La tirade de Roquentin contre le récit de vie peut être interprétée à partir de L’Être et le Néant : si l'on vit sa vie comme un récit, on se condamne à la mauvaise foi, à l’inauthenticité, on renonce à sa liberté. Le choix posé par Roquentin « vivre ou raconter » est tranché par Sartre dans le sens de la vie, c’est-à-dire de la liberté et de la contingence de l’existence, qui ne se soumet pas aux nécessités du récit. Mais La Nausée propose une autre théorie de la vie comme récit autour du personnage d’Anny dont le récit de vie se présente comme un récit poétique, discontinu, composé d’une « suite de moments parfaits », qui rappelle de ce point de vue l’écriture proustienne.

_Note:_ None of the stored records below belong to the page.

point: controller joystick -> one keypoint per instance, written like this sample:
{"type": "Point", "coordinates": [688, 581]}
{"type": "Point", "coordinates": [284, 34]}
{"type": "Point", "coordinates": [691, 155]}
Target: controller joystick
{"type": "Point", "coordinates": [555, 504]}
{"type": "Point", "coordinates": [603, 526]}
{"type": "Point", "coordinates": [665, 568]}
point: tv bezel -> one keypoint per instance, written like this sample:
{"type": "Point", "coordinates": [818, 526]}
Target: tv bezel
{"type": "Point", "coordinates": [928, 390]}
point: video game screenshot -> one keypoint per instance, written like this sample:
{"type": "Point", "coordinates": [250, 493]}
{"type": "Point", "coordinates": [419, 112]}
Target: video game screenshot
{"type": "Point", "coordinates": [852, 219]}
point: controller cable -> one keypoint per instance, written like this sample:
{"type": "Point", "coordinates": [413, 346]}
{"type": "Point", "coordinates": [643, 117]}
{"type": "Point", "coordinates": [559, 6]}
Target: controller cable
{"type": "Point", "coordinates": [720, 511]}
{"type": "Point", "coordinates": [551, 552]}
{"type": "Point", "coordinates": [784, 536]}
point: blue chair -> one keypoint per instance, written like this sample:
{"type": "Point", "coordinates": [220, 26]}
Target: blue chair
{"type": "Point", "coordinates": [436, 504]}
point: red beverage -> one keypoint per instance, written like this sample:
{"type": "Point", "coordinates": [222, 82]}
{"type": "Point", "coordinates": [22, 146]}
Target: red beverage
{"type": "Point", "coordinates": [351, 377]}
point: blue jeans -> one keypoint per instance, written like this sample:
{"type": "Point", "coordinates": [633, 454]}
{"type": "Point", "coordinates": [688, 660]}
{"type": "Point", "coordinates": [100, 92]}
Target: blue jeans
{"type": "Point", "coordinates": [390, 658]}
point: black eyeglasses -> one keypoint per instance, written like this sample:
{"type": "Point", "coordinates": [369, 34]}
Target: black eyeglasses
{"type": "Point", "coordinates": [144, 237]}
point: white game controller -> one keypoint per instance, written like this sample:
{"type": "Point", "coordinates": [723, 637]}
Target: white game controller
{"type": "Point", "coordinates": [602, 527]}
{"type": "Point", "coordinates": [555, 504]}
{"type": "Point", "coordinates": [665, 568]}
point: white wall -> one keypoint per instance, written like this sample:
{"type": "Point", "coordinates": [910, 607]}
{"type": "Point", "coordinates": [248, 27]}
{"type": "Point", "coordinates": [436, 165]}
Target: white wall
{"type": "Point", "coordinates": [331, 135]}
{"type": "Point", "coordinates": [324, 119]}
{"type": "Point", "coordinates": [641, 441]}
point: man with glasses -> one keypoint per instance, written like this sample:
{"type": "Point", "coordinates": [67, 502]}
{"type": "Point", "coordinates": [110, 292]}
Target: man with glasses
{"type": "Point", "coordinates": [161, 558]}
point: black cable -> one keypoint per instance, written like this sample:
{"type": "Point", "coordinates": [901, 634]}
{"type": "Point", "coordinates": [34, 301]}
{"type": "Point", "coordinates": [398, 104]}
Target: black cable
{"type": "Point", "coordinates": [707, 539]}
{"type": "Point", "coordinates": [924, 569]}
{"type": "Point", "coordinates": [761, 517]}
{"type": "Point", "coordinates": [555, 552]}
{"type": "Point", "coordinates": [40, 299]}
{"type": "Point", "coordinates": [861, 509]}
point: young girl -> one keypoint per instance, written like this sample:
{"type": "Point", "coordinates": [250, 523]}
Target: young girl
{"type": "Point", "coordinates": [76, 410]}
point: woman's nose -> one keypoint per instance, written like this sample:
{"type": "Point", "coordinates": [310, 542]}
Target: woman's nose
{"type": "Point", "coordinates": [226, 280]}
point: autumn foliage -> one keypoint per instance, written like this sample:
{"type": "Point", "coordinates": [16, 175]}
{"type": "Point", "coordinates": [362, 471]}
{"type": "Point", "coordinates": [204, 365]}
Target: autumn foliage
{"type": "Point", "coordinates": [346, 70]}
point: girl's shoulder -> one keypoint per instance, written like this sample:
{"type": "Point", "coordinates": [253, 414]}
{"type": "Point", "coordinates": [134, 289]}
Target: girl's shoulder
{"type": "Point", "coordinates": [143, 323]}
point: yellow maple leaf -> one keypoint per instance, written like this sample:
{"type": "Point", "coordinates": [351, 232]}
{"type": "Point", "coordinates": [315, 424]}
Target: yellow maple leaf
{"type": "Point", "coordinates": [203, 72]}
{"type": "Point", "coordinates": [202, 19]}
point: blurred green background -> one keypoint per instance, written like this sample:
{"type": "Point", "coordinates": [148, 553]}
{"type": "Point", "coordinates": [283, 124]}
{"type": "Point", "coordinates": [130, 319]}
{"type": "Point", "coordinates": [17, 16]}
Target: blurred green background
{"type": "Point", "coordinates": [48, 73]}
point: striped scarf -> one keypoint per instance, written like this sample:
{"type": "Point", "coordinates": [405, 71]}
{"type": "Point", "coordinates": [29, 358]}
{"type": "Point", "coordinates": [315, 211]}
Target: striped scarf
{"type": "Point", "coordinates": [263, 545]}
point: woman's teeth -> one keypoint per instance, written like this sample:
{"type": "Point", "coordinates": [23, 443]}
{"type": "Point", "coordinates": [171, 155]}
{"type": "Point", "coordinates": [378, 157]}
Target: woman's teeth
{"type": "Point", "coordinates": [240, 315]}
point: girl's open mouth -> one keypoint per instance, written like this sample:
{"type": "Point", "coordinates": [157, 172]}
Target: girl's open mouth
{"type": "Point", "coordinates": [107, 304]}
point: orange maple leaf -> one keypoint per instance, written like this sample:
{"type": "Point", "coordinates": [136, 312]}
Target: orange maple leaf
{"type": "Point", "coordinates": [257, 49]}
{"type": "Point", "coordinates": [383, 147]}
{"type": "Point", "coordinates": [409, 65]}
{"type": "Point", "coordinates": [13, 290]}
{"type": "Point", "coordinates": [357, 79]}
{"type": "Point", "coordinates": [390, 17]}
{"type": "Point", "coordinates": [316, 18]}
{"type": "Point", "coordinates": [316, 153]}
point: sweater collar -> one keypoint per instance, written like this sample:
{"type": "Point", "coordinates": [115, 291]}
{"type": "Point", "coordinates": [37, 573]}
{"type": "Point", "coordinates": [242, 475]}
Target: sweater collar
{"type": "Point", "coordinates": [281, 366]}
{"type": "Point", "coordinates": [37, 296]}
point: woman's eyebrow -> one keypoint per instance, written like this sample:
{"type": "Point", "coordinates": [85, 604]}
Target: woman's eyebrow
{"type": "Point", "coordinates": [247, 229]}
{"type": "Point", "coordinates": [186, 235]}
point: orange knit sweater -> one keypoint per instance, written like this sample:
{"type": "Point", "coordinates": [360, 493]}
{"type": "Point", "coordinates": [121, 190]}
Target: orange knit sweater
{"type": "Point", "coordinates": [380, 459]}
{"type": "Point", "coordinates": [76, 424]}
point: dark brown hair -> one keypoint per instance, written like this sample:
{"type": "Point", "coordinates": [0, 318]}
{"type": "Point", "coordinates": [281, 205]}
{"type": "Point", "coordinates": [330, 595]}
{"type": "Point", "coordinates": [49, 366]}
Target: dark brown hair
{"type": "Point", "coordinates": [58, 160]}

Sartre dénonce ainsi le modèle du récit de vie linéaire qui limite les possibles au fur et à mesure qu’il avance, pour lui substituer un modèle de roman ouvert que l’on pourrait qualifier de « picaresque », selon le dispositif narratif du carrefour, qui est la contrepartie de l’éthique sartrienne de la liberté et de l’engagement. Dans Les Mots, Sartre avoue l’impuissance qui résulte de cette conception de la vie comme récit : « L’appétit d’écrire englobe un refus de vivre » écrit-il dans une formule qui renvoie à l’alternative énoncée par roquentin « vivre ou raconter ». S’il est difficile de soutenir la thèse psychologique de la vie comme récit sans engager une thèse éthique qui dit la moralité de cette posture, en revanche il est possible de défendre la thèse éthique sans adhérer à la thèse psychologique : c’est ce qu’illustre le personnage d’Anny dans La Nausée dont l’éthique d’une « vie bonne » est le résultat non pas de la thèse psychologique de la vie comme récit, mais d’une ascèse menée selon le modèle d’Ignace de Loyola.

Cette « reconfiguration éthique de la vie », selon les mots de Ricœur, est au fondement de l’écriture de conversion telle que la pratique saint Augustin dans ses Confessions, ou encore des écrits des moralistes concevant le récit de vie comme maîtrise de soi. Dans Soi-même comme un autre, Ricœur propose une distinction entre l’identité idem et l’identité ipse qui recoupe d’une certaine manière celle que Galen Strawson établit entre thèse psychologique et thèse éthique : d’un côté, l’identité de la permanence, l’invariance ontologique ; de l’autre, la constance morale, celle de la parole donnée en quelque sorte, pour reprendre une idée chère à Montaigne pour qui l’identité du moi se définit par la fidélité à cette parole. Ainsi, pour Ricœur, c’est bien le récit du moi qui lie ces deux faces de l’identité, les place dans une continuité malgré leur possible conflit. Ce discours à la fois descriptif et prescriptif, qui domine actuellement les sciences humaines et définit l’homme comme un être de narration, traduit l’émergence d’une subjectivité moderne liée à la mort de Dieu et à l’empire du roman : désormais sans transcendance, la temporalité de la vie se conçoit sur le mode du récit organisé autour d’un début, d’un milieu et d’une fin. C’est cette conception du récit répondant à une visée rédemptrice et contribuant à substituer la vie littéraire, la vocation, à la vie religieuse, que refuse Sartre et contre laquelle Galen Strawson s’inscrit en faux.